Life Lessons In The CrossFit Open: 18.1

The Open is my favorite time of the year. I love the workouts, the atmosphere, and the ability to see how my training over the past year has effected my fitness. It's a time to learn and have fun, and the first workout of the 2018 season was exactly that.

18.1 was rough. 20 minutes of 8 toes to bar, 10 hang power clean and jerks (35b), and 12 calories on the rower was not the ideal workout for me. Toes to bar are not a great movement for me and, due to my height and general dislike for rowing, I was going to have to work hard for those 12 calories. The only thing I was confident in were the clean and jerks. Which, ironically, happened to be my worst movement out of the three.

Having a game plan going into a workout is good. As a former runner, I know how to pace a long workout. I like strategizing about how much energy to give and where, saving a little in the tank for a push at the end. But when you begin a workout and realize your game plan was off, you need to be willing to change it.

When I jumped on the bar for my first set of toes to bar, I expected to be doing them in doubles. I'd never strung together more than 2 before Friday night. I could never quite time the kip correctly, plus my lats would tire from pulling down on the bar and burnout fast. But on Friday night, I easily knocked out all 8 reps in the first round. The first 2 felt good so I just kept going. In later rounds, I had to break the reps into 2 sets of 4, but that was still a surprise for me. I happily realized that the toes to bar wouldn't be a problem in this workout.

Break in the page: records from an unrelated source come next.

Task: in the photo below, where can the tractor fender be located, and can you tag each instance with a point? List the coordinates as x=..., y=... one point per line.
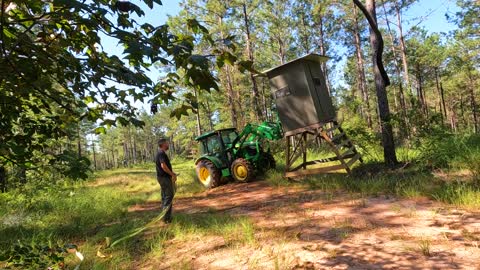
x=218, y=163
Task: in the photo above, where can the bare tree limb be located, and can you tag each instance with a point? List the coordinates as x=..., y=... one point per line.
x=373, y=25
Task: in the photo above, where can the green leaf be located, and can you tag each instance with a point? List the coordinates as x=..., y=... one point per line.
x=100, y=130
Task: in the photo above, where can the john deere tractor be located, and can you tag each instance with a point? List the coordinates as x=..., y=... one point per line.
x=227, y=154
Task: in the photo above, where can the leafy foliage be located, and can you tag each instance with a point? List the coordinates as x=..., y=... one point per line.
x=34, y=256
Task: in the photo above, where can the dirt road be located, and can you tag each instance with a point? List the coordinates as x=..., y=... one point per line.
x=305, y=229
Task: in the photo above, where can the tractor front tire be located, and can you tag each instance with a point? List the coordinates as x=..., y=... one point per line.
x=271, y=163
x=208, y=175
x=242, y=170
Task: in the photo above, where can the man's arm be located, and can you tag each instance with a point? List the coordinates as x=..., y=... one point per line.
x=167, y=170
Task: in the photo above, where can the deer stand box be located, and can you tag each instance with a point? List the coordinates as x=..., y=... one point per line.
x=308, y=117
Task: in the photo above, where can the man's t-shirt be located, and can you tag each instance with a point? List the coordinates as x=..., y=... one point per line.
x=159, y=159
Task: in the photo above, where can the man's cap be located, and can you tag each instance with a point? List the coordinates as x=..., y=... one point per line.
x=162, y=141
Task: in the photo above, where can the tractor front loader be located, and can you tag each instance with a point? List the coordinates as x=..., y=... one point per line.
x=227, y=154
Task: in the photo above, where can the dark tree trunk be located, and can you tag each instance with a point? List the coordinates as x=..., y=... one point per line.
x=323, y=51
x=3, y=179
x=197, y=115
x=381, y=81
x=79, y=144
x=94, y=156
x=209, y=114
x=402, y=45
x=443, y=109
x=362, y=81
x=473, y=102
x=230, y=91
x=398, y=72
x=256, y=107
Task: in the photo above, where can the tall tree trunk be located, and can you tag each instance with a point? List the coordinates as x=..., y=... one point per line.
x=420, y=92
x=134, y=148
x=94, y=156
x=197, y=114
x=473, y=102
x=462, y=111
x=441, y=98
x=403, y=49
x=231, y=98
x=323, y=51
x=79, y=143
x=230, y=91
x=362, y=81
x=256, y=108
x=398, y=71
x=381, y=81
x=209, y=114
x=3, y=179
x=281, y=51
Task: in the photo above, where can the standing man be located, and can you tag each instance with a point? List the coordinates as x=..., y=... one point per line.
x=166, y=178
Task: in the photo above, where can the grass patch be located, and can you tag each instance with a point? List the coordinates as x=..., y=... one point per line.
x=85, y=213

The clean and jerks proved to be more difficult than I thought. They just felt heavy. I couldn't stabilize the dumbbell above me for very long so push jerks, my go-to, were quickly thrown out the window. I adopted a quick push press, using my legs as much as I could to help lock out my arm, then letting it quickly drop back to my shoulder. The hook-grip was also adopted. My hands had a hell of a time holding onto the dumbbell as it swung down between my legs. Since I was somewhat looking forward to this movement, thinking I could make up ground here, I was a little disappointed at how hard they were. But I put that aside for the moment and focused on completing the reps as best I could. Even though they felt terrible, I refused to put the dumbbell down until I'd completed all 5 reps on one arm.

Out of all of the movements, the row hurt the worst. It didn't just hurt my legs, but my soul. I felt like I was on there forever, even though it was really less than a minute each time. I quit looking at the screen eventually. The numbers were moving so slow and it was messing with my head. I let myself get mesmerized by the movement of the chain and looked up every so often to make sure I didn't go past 12 calories. Definitely didn't want to be doing any extra rowing.

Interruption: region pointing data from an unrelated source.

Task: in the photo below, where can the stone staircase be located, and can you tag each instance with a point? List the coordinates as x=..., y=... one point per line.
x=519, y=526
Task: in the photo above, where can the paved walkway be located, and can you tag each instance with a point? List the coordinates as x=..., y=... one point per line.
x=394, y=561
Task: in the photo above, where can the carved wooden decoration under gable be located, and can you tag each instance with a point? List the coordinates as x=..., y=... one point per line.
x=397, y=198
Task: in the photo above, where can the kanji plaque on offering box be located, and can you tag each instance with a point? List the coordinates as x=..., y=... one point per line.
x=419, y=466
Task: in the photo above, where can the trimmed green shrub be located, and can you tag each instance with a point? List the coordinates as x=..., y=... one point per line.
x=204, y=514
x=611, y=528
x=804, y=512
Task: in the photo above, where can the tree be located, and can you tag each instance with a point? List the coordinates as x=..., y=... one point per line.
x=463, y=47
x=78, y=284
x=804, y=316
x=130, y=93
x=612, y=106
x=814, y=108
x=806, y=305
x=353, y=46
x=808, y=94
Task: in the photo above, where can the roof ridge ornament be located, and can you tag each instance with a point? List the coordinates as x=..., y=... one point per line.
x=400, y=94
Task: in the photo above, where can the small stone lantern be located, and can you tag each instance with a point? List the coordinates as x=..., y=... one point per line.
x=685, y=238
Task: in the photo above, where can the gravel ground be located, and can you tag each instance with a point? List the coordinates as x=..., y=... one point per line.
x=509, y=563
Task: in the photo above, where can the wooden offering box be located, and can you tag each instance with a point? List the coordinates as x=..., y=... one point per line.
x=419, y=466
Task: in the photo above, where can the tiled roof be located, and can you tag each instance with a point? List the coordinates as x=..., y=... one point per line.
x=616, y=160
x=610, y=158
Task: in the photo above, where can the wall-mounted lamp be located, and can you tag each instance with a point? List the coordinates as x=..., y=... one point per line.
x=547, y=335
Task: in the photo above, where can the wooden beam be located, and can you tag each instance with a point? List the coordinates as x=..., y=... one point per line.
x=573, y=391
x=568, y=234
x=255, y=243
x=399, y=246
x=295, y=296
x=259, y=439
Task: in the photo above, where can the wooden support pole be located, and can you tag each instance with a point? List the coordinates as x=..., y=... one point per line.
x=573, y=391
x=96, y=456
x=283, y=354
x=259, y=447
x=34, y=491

Having to change a plan and figure things out on the go is how CrossFit works. It teaches you to be flexible, to take things as they come and roll with the punches, instead of resisting. If I hadn't capitalized on my newfound ability to do toes to bar, I would not have done as well in the workout due to my slower pace on the clean and jerks. Similarly, if we refuse to be flexible and take advantage of opportunities in life, things don't work out as well as they could have. My training paid off in this workout, in that it allowed me to conquer a movement I've been struggling with for years and push through one that was surprisingly difficult. These achievements and learning experiences need to be utilized outside the gym as well. Your training in the gym is not only meant to benefit you physically, but mentally and emotionally as well. The lessons are there, you just need to be willing to learn and decipher them.

Who would've thought that 18.1 would be a life lesson?